FoldingAtHome / fah-issues

49 stars 9 forks source link

Add an option to disable a GPU or the CPU for FAH. #1605

Open bb30994 opened 3 years ago

bb30994 commented 3 years ago

Your issue may already be reported! Please search on the issue tracker before creating one.

Is your feature request related to a problem?

Low end systems receive unnecessary loss of CPU threads. Every GPU demands a CPU thread, even if I have no desire to fold with that GPU. This happens with Intel iGPs and with low-end GPUs which add unnecessary heat to some laptops but also on other systems. e.g. 1) The iGP reduces the CPU thread count by 1, even if the results produced by the GPU are only slightly higher. 2) Some systems may be ideal for CPU folding and may overheat with a GT 730m which produces negative creditable results if the system folds <10 hrs per day. 3) A Core2Duo with two low-end GPUs (e.g.- CUDA supported GT710s. cannot be configured because the CPU:1 slot is configured first and there's no tread to support the second GPU. In each case, I can manually create a configuration for my system WITHOUT the GPU or without the CPU slot than if it is forced upon me. ---- ## Describe the Feature Create a DISABLE setting which can remove a GPU or a CPU from consideration by the FAHClient set-up process. With an assortment of weak features, I should be able to reallocate the weakest features and reallocate stronger features. Recently a slot for the Intel IGP has been created even if the GPU was not supported. FoldingForum suggested that it could be configured to PAUSE-ON-START as a method of disabling it, but it still reduces the CPU count by one thread. System with two GT710s (CUDA supported) and a Core2Duo would be more useful I I could configure it with 2 GPU slots. ---- ## Context
Sandman192 commented 2 years ago

Removing a CPU or GPU slot use to work. But if you do, you can't restart you client, or it will add that slot right back in.

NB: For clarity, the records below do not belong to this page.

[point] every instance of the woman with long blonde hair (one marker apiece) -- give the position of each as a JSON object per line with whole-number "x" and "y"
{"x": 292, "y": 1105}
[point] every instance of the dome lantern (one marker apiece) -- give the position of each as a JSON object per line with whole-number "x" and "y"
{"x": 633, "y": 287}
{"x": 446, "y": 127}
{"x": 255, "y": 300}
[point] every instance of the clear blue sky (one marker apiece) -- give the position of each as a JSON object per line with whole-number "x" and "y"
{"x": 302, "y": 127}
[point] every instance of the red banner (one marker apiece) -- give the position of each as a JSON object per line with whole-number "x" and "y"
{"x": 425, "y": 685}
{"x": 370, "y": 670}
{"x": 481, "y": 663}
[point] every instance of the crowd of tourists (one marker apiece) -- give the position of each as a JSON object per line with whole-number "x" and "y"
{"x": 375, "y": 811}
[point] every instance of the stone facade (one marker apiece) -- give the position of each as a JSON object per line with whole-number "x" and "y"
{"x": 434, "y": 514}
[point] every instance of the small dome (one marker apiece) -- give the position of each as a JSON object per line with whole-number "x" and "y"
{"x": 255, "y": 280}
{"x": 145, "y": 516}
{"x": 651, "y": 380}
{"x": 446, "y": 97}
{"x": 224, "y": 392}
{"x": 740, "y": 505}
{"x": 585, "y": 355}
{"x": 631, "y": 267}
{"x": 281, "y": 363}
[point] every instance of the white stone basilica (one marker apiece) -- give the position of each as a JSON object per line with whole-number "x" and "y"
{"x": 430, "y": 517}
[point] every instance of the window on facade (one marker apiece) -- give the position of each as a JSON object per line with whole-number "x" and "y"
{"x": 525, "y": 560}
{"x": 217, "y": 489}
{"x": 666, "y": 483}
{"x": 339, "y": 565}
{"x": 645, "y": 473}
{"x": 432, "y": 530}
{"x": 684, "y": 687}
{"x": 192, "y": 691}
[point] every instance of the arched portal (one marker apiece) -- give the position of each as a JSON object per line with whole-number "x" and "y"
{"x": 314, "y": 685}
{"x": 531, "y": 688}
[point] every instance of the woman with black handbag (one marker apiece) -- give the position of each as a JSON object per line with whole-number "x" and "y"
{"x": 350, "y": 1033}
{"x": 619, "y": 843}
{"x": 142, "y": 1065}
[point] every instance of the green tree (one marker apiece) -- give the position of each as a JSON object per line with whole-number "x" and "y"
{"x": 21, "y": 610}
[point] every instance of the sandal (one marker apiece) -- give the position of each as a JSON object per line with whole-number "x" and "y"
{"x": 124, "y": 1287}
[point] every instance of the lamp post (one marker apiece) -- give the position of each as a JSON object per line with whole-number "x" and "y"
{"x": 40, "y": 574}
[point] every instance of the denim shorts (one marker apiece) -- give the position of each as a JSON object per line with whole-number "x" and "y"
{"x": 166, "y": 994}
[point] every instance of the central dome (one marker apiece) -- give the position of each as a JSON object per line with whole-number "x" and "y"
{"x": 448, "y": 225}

They say it's a feature. I call it resetting you setting without letting you ever know until you check your client.

xenek commented 1 year ago

I'd also like this feature. When using a laptop, often you don't use any GPUs it may have. Yet the combined cooling features - heatpipes that share fans or are connected to both pieces of silicon mean that CPU and GPU folding significantly add to heat production.

Background: Gaming laptops are far more common today, and many business computers come with dedicated GPUs that are underutilized. Also, when using mobile computers, and no longer owning desktops, people are not likely to even try using any software that can overload a laptop or notebook.

It's very useful to me, to be able to stop CPU folding, but leave GPU folding occuring using the two GPUs, so that the CPU is entirely free for other tasks - or even, other distributed computing projects.

So, it's really handy if that feature is a 'user toggle' because it means I can manage the laptop usage state trivially, making it far more dual-purpose, and meaning I can self-manage the folding which is essential when I'm often sleeping it, hibernating it, traveling with it, etc.

Once setup somewhere for a while on AC power, you can turn on folding on the GPUs, when not in use overnight you can turn on folding on CPU and GPUs, but when in use during the day and being transported and run on battery as you travel with it, you want both CPU and GPU folding paused, without any auto-renabling if you happen to have to restart the notebook or laptop or shut it down for safety reasons before putting it in a laptop bag. I see this as a safety risk matter as well, where the client is risky if it's booting up to CPU and GPU folding after a crash or if accidentally powered on while in a backpack or briefcase.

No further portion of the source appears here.